I think it’s a problem that grant application evaluators face. I want to fund the research team that will most strongly contribute to long term progress on FLT (or pick a problem that seems likely to have a 30 year horizon, rather than a 200 year horizon), and both teams are motivated to convince me they deserve the funding. Even for humans, this is not an easy task. Generally speaking, given a sufficiently technical mathematical paper (or cluster of papers in the authorship graph), there may exist no more than 20 people on Earth that really understand the subject enough to honestly evaluate how relevant that paper is to the grant subject: all of those people are friends of the author (and may be motivated to advance the author’s career by helping them secure a big grant, irrespective of the abstract relevance of the research; one author in their network’s success contributes to their own success, via collaborations, citations, etc.), and none of whom are evaluating the grant applications. That is, someone is building a tower / castle in the sky, and the only people who really understand the castle are personal friends of the builder. We are placing a lot of trust in the builder (and their authorship network) when we choose to fund their project, like it or not.

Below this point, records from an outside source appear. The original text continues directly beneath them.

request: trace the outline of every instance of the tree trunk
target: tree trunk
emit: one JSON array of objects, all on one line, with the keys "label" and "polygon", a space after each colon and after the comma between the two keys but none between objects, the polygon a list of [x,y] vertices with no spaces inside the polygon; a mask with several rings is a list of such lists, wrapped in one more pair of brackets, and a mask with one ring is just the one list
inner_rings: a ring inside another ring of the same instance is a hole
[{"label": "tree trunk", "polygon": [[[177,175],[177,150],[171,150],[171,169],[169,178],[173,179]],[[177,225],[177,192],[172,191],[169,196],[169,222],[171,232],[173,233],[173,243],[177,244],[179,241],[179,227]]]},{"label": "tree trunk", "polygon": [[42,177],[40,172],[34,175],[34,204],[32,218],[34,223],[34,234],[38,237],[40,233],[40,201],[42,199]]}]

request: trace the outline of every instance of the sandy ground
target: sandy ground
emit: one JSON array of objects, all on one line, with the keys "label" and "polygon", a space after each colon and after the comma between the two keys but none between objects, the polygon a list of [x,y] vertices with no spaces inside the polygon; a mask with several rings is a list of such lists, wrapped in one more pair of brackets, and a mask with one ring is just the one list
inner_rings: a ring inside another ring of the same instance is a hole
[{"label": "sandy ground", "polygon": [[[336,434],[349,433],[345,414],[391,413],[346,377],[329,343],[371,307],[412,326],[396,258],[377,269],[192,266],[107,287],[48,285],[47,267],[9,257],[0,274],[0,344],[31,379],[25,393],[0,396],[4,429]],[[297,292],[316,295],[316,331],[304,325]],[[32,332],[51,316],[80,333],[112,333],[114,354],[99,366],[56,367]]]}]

So, here the research teams are two (or a thousand) competing parameterizations of some model in a training environment, I may strongly suspect that massive towers will have to be built, but I don’t want to trust my own intuitions about which towers are useful or not. I want to at least leave open the possibility that we (like Fermat’s contemporaries) have just no idea what needs to be done to make progress, and that we should allow “well-aligned” crazy ideas to flourish. I have to (at least partially) trust that the tower-builders genuinely “believe” on some internal level that they’re building in the right direction.
I of course agree entirely that systems that are advanced enough for the above to actually be a problem worth intensely caring about are quite a ways off, but they will come to exist sooner or later, and I don’t think it’s obvious how to get those systems building in productive directions.